The main difference between the total number of common stock shares outstanding and the fully diluted share count is that options and other conversion sources do not lead to any direct payments but rather, the granting of shares. Therefore, earnings that are paid to shareholders as dividends are not subtracted from the company’s net income when calculating EPS, because dividends are paid to preferred stockholders and not to common stockholders.
EPS serves as an indicator for the overall profitability for a company’s investors, and it is important to consider the fully diluted share count when calculating EPS, as the figure may or may not are expected to change from time to time. Company policy regarding conversions may change over time, potentially impacting expectations about the future number of fully diluted shares. Companies are required to provide investors with disclosures regarding their dilution sources and any changes to dilution sources over time.
In conclusion, fully diluted shares are calculated to gauge a company’s profitability to its investors. It is important to consider the fully diluted share count when calculating EPS as the figure may or may not be expected to change. Companies typically provide investors with disclosures regarding their dilution sources and any changes to dilution sources. It is therefore important to keep this figure in mind when investing in a company, as it can help provide an indication of how much money the company is making and how it is expected to increase or decrease in the future.
For example, if a company with 1 million fully diluted shares also has 10,000 stock options, each with the ability to convert into 100 common stock shares, then the fully diluted share count would increase to 1.1 million.

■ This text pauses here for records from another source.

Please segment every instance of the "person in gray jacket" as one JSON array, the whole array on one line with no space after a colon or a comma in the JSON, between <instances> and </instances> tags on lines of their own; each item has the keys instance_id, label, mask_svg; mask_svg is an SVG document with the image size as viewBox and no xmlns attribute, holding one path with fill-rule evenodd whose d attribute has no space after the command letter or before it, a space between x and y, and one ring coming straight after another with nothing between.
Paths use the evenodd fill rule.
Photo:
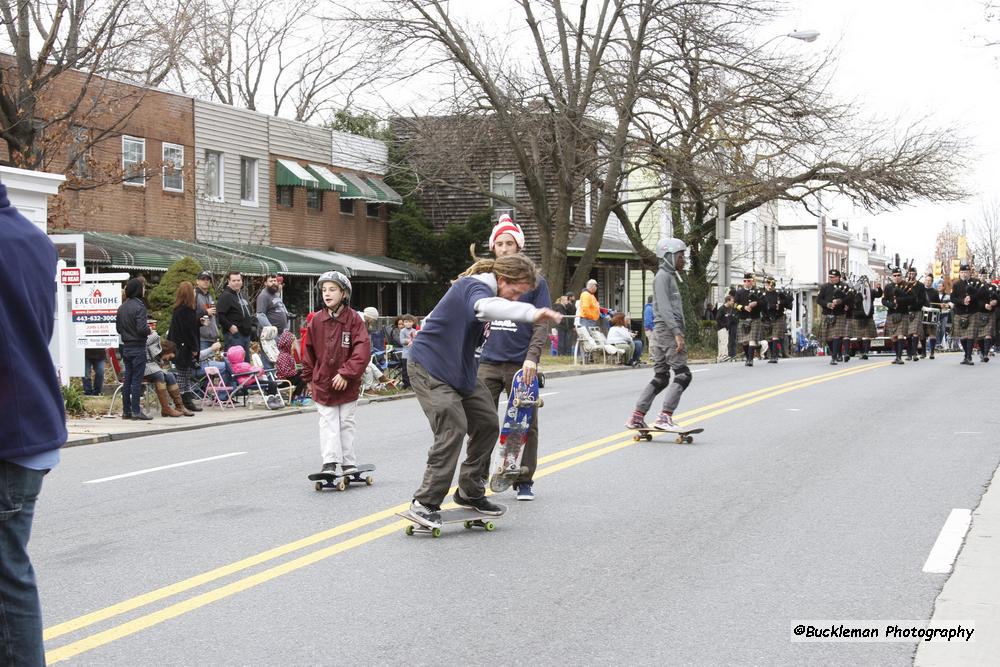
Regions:
<instances>
[{"instance_id":1,"label":"person in gray jacket","mask_svg":"<svg viewBox=\"0 0 1000 667\"><path fill-rule=\"evenodd\" d=\"M653 334L649 341L649 354L653 361L653 379L642 390L626 428L649 428L645 417L653 399L667 390L663 397L663 410L653 422L659 431L676 431L673 414L681 394L691 384L691 369L687 365L687 347L684 344L684 304L679 283L684 269L687 246L680 239L660 239L656 256L660 268L653 278ZM670 372L674 373L673 382Z\"/></svg>"}]
</instances>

However, take note that this number is simply used as a theoretical measure of the total number of shares outstanding, as full dilution may not occur all at once.
The main difference between the total number of common stock shares outstanding and the fully diluted share count is that options and other conversion sources do not lead to any direct payments but rather, the granting of shares. Therefore, earnings that are paid to shareholders as dividends are not subtracted from the company’s net income when calculating EPS, because dividends are paid to preferred stockholders and not to common stockholders.

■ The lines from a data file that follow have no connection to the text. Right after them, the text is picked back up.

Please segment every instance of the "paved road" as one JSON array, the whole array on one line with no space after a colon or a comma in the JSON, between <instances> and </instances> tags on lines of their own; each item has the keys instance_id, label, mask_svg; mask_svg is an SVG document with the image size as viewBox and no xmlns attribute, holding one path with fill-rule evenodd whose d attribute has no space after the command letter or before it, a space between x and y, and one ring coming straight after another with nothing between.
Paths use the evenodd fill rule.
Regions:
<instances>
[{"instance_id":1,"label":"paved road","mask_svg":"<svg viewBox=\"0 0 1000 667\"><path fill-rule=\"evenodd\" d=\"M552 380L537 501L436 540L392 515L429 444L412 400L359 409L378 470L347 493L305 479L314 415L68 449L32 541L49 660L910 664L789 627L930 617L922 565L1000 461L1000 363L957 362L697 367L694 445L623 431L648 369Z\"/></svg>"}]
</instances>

EPS serves as an indicator for the overall profitability for a company’s investors, and it is important to consider the fully diluted share count when calculating EPS, as the figure may or may not are expected to change from time to time. Company policy regarding conversions may change over time, potentially impacting expectations about the future number of fully diluted shares. Companies are required to provide investors with disclosures regarding their dilution sources and any changes to dilution sources over time.

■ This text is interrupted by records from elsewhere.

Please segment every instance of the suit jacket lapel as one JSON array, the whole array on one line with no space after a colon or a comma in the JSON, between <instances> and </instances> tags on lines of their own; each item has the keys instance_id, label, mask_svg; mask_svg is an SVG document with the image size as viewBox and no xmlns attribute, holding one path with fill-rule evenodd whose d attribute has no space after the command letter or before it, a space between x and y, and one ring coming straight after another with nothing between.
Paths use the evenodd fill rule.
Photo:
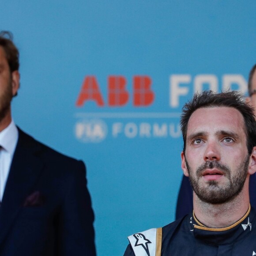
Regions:
<instances>
[{"instance_id":1,"label":"suit jacket lapel","mask_svg":"<svg viewBox=\"0 0 256 256\"><path fill-rule=\"evenodd\" d=\"M38 156L41 147L19 129L18 143L7 179L0 211L0 244L11 228L42 169Z\"/></svg>"}]
</instances>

In conclusion, fully diluted shares are calculated to gauge a company’s profitability to its investors. It is important to consider the fully diluted share count when calculating EPS as the figure may or may not be expected to change. Companies typically provide investors with disclosures regarding their dilution sources and any changes to dilution sources. It is therefore important to keep this figure in mind when investing in a company, as it can help provide an indication of how much money the company is making and how it is expected to increase or decrease in the future.